Gloucester Township Republicans are none too happy with Mayor David Mayer for severing the township's relationship with non-profit Gloucester Township EMS Alliance.
GOP leaders are also concerned about what the decision could mean for the future of ambulance service in the township—specifically to taxpayers' purses and wallets.
In a scathing statement released by the Gloucester Township Republican Municipal Committee as the dust was still settling following the township's banishment of the EMS Alliance, party chairman Ray Polidoro described the decision as "disturbing and chilling."
"This is an outrage, a staggering abuse of power,” Polidoro said in the statement, his sentiments directed at Mayer. "When did the Constitution become obsolete and a police state take its place?"
Mayer and Gloucester Township Police Chief W. Harry Earle announced at a press conference Tuesday that an inspection conducted Tuesday morning at Gloucester Township EMS Alliance's Erial station house revealed that five ambulances and a sport-utility vehicle were unregistered and two ambulances had not passed required inspections.
A state Department of Health spokeswoman indicated one of the ambulances had been unregistered since March.
Following the surprise inspection, the state put each EMS Alliance ambulance out of service on a temporary basis until the motor-vehicle and inspection violations were cleared up.
Republicans are now openly questioning whether Tuesday's move was made to eventually clear the way for ambulance service in the township under the control of Cooper University Hospital, which is headed by South Jersey Democratic Party boss George Norcross.
Kennedy Health System assumed control of EMS operations in the township at 6 p.m. Tuesday—roughly 10 hours after Gloucester Township EMS Alliance was told its services were no longer wanted. Kennedy, which has a hospital in nearby Stratford, will have two ambulances serving Gloucester Township on a 24/7 basis, with a third available during peak hours, officials said at the press conference.

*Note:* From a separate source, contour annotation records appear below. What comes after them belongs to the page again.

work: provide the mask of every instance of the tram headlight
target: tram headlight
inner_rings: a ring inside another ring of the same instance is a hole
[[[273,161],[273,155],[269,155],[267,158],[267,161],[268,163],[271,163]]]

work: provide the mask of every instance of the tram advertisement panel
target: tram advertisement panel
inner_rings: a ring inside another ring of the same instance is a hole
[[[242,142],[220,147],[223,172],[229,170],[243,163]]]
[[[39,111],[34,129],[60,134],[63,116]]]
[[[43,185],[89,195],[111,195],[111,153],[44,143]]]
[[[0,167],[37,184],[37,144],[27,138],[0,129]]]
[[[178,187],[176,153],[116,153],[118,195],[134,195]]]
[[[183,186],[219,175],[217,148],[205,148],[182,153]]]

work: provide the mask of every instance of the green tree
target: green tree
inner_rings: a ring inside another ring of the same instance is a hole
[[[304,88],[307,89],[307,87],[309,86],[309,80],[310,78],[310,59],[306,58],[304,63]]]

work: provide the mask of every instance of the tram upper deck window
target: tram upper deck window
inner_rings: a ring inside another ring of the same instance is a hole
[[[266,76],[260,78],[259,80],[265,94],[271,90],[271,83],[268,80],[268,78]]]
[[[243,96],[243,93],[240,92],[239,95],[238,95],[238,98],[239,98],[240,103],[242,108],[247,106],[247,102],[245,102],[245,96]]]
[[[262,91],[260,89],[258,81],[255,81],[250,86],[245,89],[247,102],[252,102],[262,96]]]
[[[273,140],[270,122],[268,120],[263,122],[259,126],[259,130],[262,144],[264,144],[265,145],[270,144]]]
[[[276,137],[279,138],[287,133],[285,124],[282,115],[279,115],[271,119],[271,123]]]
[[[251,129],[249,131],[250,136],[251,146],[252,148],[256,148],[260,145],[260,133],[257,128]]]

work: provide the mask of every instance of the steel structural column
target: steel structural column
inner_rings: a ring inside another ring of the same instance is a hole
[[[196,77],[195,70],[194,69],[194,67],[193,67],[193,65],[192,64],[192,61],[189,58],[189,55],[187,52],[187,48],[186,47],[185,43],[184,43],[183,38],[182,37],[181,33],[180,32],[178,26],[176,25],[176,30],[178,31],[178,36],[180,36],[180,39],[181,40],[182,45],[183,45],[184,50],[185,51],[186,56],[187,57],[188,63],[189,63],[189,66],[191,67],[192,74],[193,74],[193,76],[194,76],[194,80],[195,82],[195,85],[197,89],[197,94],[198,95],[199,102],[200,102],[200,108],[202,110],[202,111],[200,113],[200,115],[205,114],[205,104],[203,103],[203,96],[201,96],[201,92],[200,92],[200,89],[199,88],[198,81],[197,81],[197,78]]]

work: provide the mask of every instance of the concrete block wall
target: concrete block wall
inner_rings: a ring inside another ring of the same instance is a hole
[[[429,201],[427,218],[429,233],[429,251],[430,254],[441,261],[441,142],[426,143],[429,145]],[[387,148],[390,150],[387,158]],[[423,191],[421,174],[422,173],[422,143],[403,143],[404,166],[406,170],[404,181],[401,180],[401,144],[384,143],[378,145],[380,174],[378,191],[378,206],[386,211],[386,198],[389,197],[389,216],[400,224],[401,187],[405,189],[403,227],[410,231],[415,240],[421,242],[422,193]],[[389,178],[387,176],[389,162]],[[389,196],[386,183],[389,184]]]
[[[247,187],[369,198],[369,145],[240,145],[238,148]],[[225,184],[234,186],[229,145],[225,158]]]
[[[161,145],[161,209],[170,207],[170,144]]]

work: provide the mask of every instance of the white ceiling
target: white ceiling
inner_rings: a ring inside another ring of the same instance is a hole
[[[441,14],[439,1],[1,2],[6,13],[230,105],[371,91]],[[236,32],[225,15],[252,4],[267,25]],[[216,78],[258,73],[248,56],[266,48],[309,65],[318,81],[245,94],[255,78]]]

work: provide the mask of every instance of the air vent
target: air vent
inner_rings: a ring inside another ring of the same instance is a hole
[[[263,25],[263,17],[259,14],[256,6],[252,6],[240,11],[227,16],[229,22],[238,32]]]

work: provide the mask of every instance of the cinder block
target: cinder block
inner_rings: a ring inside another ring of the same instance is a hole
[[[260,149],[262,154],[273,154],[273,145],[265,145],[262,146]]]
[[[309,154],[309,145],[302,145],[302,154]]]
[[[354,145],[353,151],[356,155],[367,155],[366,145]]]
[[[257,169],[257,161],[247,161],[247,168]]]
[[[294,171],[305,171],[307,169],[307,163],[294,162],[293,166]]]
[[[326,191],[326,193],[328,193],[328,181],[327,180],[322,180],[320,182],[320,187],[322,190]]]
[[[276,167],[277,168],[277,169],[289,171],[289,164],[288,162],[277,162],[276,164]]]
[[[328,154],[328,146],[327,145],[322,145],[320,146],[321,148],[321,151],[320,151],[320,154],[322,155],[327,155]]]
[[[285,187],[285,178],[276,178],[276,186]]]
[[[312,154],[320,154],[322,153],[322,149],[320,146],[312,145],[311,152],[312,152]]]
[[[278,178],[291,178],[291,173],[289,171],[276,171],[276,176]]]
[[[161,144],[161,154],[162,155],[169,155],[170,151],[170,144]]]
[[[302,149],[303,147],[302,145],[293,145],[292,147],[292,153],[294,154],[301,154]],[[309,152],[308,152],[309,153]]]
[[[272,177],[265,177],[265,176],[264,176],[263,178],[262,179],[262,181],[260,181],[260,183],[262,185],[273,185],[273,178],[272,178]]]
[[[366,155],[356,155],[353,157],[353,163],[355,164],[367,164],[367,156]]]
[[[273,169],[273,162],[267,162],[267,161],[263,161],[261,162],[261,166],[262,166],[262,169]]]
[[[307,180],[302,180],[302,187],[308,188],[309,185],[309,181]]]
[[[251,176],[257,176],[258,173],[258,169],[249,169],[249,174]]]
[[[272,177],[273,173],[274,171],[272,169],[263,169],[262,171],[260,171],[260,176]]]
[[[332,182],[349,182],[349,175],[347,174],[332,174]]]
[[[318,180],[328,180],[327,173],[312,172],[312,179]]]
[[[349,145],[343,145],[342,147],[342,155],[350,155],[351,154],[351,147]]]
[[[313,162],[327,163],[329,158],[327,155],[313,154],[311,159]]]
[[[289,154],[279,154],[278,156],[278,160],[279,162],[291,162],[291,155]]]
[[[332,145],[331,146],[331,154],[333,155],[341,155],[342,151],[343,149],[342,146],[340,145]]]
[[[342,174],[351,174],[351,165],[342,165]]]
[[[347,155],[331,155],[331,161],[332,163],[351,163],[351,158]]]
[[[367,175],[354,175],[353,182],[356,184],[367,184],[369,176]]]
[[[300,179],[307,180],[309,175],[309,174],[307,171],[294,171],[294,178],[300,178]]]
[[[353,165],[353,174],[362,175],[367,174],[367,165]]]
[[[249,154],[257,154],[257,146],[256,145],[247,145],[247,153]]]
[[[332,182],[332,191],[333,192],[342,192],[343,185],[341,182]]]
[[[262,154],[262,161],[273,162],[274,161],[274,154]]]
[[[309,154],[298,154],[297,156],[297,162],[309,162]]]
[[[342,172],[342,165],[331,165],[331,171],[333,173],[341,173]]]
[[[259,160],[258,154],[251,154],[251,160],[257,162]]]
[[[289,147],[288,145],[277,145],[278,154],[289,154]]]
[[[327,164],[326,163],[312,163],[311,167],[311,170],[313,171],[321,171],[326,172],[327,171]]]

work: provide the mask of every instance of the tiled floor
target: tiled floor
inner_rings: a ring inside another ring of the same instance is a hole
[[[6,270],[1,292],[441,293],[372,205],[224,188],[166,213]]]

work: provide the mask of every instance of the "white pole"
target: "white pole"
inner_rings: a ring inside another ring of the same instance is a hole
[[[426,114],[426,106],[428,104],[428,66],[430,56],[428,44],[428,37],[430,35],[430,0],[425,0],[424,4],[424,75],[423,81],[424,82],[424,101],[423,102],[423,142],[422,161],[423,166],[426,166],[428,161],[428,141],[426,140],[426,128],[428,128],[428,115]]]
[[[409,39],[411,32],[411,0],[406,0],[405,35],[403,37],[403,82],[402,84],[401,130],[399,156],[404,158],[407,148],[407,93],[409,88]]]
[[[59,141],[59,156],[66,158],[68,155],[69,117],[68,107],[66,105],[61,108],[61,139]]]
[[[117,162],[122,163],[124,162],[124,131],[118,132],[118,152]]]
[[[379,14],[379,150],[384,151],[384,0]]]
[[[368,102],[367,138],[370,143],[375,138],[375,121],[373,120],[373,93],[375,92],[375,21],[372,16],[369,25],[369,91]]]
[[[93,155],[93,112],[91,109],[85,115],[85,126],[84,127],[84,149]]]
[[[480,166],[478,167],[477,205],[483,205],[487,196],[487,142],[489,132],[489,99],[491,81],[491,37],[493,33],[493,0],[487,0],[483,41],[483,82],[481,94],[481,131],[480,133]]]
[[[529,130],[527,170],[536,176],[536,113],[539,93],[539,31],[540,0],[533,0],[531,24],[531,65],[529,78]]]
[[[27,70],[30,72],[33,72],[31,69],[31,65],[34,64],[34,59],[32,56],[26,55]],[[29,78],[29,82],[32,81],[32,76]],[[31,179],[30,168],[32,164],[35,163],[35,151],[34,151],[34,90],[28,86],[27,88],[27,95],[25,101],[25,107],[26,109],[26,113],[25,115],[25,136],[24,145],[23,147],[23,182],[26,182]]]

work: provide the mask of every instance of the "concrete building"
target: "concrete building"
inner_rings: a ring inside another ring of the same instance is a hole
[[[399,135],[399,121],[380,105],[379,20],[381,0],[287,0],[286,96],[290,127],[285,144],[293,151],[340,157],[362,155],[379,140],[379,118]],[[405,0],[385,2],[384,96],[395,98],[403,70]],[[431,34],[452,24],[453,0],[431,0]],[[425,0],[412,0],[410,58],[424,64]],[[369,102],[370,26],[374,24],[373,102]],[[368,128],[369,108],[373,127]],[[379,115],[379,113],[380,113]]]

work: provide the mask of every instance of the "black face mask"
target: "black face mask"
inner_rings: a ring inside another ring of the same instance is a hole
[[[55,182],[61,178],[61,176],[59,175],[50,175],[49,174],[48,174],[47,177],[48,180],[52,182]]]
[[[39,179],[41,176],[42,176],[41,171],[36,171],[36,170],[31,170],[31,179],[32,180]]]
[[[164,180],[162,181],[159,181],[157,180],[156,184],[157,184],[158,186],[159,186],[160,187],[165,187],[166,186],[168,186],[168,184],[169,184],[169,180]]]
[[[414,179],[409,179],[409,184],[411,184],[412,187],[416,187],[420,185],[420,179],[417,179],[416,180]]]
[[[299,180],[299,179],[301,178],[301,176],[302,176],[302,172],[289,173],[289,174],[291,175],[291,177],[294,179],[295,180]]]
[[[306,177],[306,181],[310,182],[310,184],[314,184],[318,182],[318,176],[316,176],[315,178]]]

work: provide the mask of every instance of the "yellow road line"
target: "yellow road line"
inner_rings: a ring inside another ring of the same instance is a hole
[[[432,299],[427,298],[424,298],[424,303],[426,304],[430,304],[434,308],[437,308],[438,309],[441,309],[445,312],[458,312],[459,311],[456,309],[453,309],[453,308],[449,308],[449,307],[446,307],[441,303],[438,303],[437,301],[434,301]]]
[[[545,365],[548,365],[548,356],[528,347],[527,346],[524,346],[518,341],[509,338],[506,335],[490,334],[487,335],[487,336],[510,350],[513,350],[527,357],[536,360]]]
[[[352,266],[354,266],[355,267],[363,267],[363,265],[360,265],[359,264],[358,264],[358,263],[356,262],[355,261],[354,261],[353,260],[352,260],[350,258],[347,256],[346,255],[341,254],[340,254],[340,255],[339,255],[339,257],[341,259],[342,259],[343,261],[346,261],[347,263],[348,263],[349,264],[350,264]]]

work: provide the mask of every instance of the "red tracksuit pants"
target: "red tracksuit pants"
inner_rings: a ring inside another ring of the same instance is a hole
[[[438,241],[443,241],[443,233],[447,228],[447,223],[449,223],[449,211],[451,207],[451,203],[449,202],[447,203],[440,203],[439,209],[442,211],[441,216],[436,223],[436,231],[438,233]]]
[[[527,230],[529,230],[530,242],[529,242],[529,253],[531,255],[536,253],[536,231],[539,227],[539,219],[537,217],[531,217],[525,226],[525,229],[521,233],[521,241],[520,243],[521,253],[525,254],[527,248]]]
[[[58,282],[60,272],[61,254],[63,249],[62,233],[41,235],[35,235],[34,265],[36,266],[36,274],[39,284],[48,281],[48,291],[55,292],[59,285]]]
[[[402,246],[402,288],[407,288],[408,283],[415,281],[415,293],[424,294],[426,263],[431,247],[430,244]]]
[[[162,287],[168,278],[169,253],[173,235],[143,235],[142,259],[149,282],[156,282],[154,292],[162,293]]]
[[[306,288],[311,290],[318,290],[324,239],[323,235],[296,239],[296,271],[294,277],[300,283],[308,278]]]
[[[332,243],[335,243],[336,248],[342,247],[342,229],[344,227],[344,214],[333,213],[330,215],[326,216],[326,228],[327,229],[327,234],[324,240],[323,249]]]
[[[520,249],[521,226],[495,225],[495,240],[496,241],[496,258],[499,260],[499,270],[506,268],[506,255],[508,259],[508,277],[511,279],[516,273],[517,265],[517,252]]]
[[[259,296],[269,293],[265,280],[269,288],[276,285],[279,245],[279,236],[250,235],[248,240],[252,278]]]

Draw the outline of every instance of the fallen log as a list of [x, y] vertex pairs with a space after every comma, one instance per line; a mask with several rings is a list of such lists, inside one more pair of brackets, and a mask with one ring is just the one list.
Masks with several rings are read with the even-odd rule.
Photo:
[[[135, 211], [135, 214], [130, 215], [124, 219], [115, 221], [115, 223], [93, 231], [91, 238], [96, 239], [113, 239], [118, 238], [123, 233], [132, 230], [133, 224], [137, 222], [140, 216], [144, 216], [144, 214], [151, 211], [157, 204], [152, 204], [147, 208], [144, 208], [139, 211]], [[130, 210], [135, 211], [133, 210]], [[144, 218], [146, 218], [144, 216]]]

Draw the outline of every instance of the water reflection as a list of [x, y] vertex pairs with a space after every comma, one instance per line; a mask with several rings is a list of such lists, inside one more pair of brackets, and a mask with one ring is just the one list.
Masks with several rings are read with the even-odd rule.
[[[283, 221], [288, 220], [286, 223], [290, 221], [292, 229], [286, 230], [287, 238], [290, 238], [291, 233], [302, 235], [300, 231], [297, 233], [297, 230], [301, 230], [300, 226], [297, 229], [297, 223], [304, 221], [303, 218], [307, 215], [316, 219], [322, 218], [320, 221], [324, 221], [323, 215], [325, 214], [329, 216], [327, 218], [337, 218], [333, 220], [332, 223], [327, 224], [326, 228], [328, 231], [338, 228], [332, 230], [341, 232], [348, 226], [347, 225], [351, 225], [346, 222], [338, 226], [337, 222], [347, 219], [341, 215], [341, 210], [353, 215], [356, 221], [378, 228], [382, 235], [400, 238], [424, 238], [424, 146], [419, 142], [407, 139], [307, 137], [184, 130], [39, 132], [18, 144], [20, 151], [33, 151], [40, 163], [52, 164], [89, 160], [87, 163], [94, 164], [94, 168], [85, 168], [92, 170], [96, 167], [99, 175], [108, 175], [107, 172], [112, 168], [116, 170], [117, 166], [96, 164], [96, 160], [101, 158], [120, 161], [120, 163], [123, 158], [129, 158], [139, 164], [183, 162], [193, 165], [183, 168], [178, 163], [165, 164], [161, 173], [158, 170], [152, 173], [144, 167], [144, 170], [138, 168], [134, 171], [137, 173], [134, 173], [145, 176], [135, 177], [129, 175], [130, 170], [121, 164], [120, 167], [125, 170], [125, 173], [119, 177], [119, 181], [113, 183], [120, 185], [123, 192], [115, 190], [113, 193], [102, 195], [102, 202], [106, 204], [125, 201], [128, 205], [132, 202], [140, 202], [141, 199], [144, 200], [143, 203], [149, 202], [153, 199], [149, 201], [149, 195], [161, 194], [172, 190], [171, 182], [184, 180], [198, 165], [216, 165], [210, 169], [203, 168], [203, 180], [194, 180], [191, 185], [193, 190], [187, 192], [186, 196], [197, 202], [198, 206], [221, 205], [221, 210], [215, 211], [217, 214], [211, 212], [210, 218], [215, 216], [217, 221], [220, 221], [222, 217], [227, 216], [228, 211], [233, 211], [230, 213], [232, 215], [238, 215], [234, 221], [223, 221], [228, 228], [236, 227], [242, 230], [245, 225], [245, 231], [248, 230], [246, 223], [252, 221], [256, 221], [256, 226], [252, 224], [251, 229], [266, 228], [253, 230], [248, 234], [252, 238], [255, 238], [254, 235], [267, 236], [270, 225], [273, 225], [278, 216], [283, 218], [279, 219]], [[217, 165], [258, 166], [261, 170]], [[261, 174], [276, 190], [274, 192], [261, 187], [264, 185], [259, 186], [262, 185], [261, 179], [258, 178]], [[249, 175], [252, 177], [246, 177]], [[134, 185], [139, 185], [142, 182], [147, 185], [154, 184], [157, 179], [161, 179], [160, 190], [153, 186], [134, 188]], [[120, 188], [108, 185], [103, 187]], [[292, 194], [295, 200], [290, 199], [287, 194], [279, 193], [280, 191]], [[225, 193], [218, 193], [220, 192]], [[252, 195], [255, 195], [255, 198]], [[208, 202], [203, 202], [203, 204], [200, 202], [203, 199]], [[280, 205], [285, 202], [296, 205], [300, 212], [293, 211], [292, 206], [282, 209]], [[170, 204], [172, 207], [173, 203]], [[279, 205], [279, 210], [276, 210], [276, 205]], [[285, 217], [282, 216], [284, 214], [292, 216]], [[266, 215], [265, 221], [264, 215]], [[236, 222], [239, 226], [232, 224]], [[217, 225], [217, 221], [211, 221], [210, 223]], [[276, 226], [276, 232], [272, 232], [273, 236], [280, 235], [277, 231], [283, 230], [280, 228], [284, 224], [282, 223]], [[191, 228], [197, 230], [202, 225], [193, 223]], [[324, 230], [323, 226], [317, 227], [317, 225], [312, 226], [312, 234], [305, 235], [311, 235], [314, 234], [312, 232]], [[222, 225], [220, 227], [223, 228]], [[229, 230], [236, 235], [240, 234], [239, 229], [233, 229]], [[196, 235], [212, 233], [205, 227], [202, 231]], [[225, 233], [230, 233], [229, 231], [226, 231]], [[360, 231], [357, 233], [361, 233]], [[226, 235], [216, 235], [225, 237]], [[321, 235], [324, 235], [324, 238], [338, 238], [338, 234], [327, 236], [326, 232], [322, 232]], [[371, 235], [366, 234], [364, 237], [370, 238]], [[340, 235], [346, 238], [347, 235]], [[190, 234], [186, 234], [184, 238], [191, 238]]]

As Gloucester Township EMS Alliance did, Kennedy will be billing patients for ambulance rides, not working under a contract for EMS services with the township, officials noted.
For his part, Gloucester Township EMS Alliance Chief Tom Eden Sr. said he is concerned about what will become of the 45 paid EMS personnel that work for him. He indicated Tuesday he offered to resign if it meant sparing the ambulance service's relationship with the township and his employees keeping their jobs.
Mayer "stated specifically he had no problem with the 45 employees. His problem was with me," Eden said on Wednesday during a telephone interview.
Now, Eden says he's scrambling to find contracts for the ambulance service he started back in 2000.
The state had cleared all Gloucester Township EMS Alliance ambulances to return to service by the time Patch spoke with Eden Wednesday, the longtime EMS chief said.
Republicans decried Mayer's decision as one made over "a technical issue regarding vehicle registrations."
Mayer, who did not return a message left with his office Wednesday afternoon seeking comment on Polidoro's "abuse of power" statement, indicated Tuesday the lapsed registrations were just the final straw for his administration. He cited repeated requests for financial and organizational documents that would assure officials the EMS Alliance was in good standing that went unheeded.
Mayer described the EMS Alliance's management as being in "disarray."